Does your teen snooze the alarm and struggle to get out of bed in the morning? Do they return home from school mentally exhausted and physically edgy? Go straight to their room and shut down? Then, procrastinate on their homework and are up late into the night rushing to get things finished?
For many teens, they lack a general routine and structure in their lives. They may want this and have the best of intentions, but simply lack the daily habits and structure to make those intentions a reality. As this continues, they then lose confidence in their ability to make positive changes, leading to decreased motivation.
What happens when teens don’t have a routine? Lack of routine and structure can lead to feelings of anxiety and stress. When they have free time, they procrastinate or avoid doing what they know they should or need to do. Their sleeping and eating habits are affected. They have more time to think leading to negative self-talk. Teens don’t know what to do with the extra time so this could lead to self-destructive behavior patterns.
What are the benefits of routine and structure? When teens know what to expect, it decreases their anxiety and stress. They know when projects are due or test dates are approaching and can allocate time appropriately to prepare. Teens make better decisions with their free time which gives them more time for family or friends. They are actually able to relax, without constantly thinking about what they need to do but are avoiding. And one of the biggest benefits to parents, less pushback because your teen knows what to expect. They aren’t wasting as much time thinking or arguing about what needs to be done. They are enjoying themselves with activities that align with their interests and values.
How can you help your teen create routine and structure in their lives?
1. Model good time management habits: If you’re always running late or missing deadlines, your teen will follow suit. Be aware that when you’re avoiding doing something by playing on your phone, they might see this as acceptable behaviors. Kids tend to model the behaviors and habits that they are shown. Make sure you’re doing what you’re asking of them.
2. Figure out their style: Just because you’re an early bird or night owl, doesn’t mean they are. Help them to evaluate the times of day that they feel most productive. Maybe reflect back on the past or do a trial week to test their productivity. Offer them tools, not advice on how they “should” do it. These are lifelong skills that will help them to move forward with jobs or college and they need to find what truly works for them.
3. Avoid nagging: When you are always on their case about something, it reduces their responsibility. We all know teens are resistant to control. They have a deep need to feel independence and autonomy. You don’t want them to become dependent on you but also you don’t want them to fail. Finding the line between the 2 can be difficult. Remember, don’t be a lawnmower parent (leading the path to prevent them from struggling or failing) or a helicopter parent (hovering over them). Fight the motherly urge to continuously remind them!

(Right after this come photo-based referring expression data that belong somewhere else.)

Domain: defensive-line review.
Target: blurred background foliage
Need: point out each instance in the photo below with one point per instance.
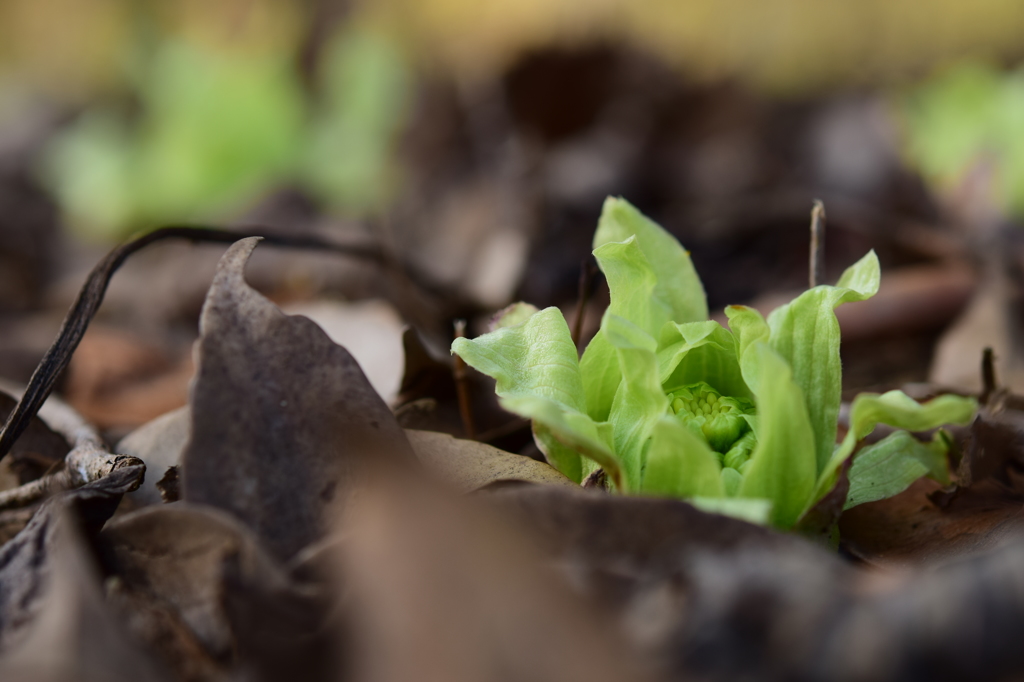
(196, 111)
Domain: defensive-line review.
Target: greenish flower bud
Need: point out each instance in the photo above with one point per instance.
(739, 454)
(716, 418)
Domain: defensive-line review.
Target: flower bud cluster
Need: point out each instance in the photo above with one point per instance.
(717, 419)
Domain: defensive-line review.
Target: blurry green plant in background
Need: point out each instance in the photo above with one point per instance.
(967, 118)
(216, 130)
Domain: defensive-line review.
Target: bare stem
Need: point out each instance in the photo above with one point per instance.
(988, 384)
(462, 385)
(817, 263)
(586, 274)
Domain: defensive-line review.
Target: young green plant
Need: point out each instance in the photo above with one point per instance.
(740, 420)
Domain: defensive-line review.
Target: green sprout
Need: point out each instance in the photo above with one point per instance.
(740, 421)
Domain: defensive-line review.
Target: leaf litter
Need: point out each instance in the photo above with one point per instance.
(317, 540)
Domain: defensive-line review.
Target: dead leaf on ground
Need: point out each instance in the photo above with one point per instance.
(282, 416)
(118, 379)
(159, 443)
(34, 453)
(75, 636)
(26, 561)
(199, 587)
(988, 322)
(910, 528)
(470, 465)
(441, 589)
(370, 330)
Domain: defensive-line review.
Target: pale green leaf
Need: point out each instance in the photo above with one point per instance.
(751, 510)
(700, 351)
(631, 285)
(680, 464)
(536, 357)
(890, 466)
(599, 368)
(781, 467)
(564, 434)
(678, 286)
(895, 409)
(748, 328)
(513, 315)
(639, 401)
(538, 377)
(806, 334)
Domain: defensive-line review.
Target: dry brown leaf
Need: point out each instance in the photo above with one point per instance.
(443, 590)
(159, 443)
(910, 528)
(26, 560)
(200, 588)
(75, 636)
(282, 416)
(988, 322)
(470, 465)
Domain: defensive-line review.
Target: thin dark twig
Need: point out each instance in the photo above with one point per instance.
(817, 264)
(92, 292)
(988, 385)
(505, 429)
(586, 275)
(462, 385)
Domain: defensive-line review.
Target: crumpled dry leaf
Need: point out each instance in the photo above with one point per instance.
(910, 528)
(26, 560)
(470, 465)
(199, 587)
(370, 330)
(159, 443)
(709, 597)
(282, 416)
(441, 589)
(75, 636)
(36, 450)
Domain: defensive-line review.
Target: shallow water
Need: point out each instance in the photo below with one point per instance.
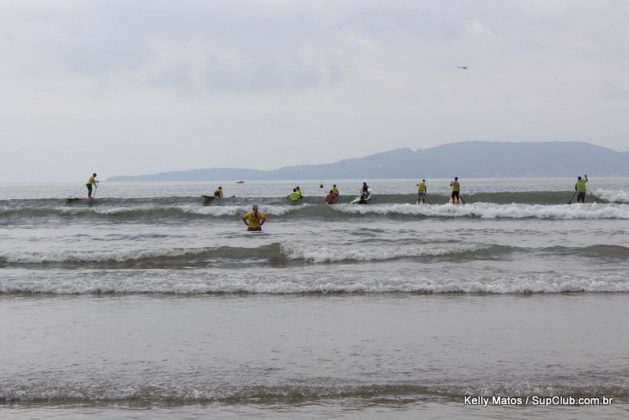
(149, 303)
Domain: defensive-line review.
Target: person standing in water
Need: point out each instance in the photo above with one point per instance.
(456, 189)
(91, 184)
(422, 190)
(331, 197)
(580, 188)
(254, 219)
(295, 196)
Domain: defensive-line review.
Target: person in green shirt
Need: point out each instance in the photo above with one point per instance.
(91, 184)
(580, 188)
(254, 219)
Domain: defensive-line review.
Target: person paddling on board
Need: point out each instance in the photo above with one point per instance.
(456, 188)
(254, 219)
(364, 193)
(580, 188)
(295, 196)
(91, 183)
(422, 190)
(331, 197)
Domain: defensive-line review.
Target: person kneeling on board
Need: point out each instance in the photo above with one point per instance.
(254, 219)
(580, 188)
(422, 190)
(295, 196)
(331, 197)
(91, 183)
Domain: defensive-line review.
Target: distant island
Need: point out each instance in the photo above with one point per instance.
(474, 159)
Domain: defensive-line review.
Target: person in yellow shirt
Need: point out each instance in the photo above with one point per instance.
(456, 189)
(91, 184)
(254, 219)
(219, 192)
(580, 189)
(331, 197)
(422, 190)
(295, 196)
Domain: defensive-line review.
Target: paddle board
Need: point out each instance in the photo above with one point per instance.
(71, 200)
(208, 198)
(358, 199)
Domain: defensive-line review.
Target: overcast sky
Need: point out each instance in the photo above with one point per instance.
(132, 87)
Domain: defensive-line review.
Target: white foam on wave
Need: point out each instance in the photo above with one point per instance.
(331, 253)
(318, 280)
(56, 256)
(614, 196)
(496, 211)
(216, 211)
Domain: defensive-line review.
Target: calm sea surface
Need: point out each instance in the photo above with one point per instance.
(150, 303)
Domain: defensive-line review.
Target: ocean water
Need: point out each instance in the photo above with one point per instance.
(149, 303)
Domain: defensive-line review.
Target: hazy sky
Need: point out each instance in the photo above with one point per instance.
(130, 87)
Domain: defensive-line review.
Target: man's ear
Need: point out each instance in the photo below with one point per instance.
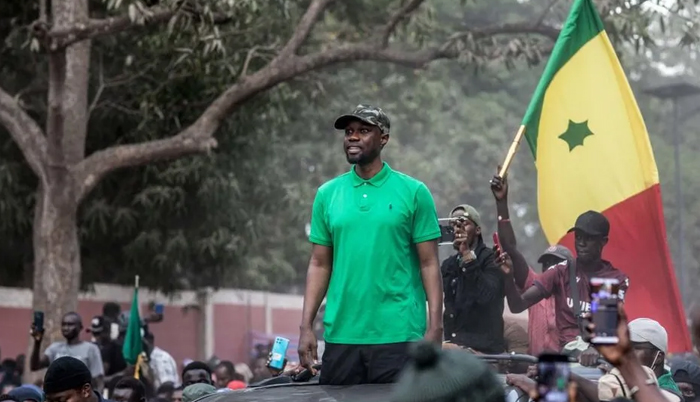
(384, 139)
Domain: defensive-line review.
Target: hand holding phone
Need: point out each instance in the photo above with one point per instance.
(604, 299)
(37, 328)
(497, 242)
(278, 353)
(553, 376)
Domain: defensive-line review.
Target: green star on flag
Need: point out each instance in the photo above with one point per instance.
(576, 133)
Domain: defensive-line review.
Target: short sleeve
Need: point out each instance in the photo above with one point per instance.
(425, 221)
(549, 279)
(320, 231)
(50, 352)
(95, 361)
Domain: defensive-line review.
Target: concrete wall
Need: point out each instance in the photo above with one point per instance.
(229, 316)
(233, 320)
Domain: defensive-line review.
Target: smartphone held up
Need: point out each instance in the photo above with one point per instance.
(278, 353)
(447, 230)
(553, 376)
(604, 299)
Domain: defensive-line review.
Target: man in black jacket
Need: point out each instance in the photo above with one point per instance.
(474, 288)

4. Trust them: Don’t expect the worst, assume the best. Have faith in their ability to follow through. Although some may have a need to “prove you wrong”, others need you to feel confident in them. Bringing up past examples can often be discouraging to them and rather they need to see the ability to make new patterns.
5. Explore the WHY: Teens want to know why they are doing something. What is the reason they are doing chores or homework? Help them to see how this might make them feel or even how they will feel if they don’t do it. How can this skill benefit them later in life? Don’t just say, “because I said so” as this isn’t teaching them the purpose.
6. Encourage motivating factors: Help your teen to think about how they would or could spend the extra time gained by being more organized and on task. Often, looking forward to doing something we want to do is a natural motivator to getting done what we need to do!
7. Apps, Planners, Calendars: Encourage your teen to find what works for them. There are plenty of apps out there that help to organize our lives. Plug everything all in one place: school, homework, sports, extracurricular activities, family obligations, chores, appointments. Teach them to put everything in as soon as they learn about them and schedule reminders. Sit down once a week with them to review and prepare the week.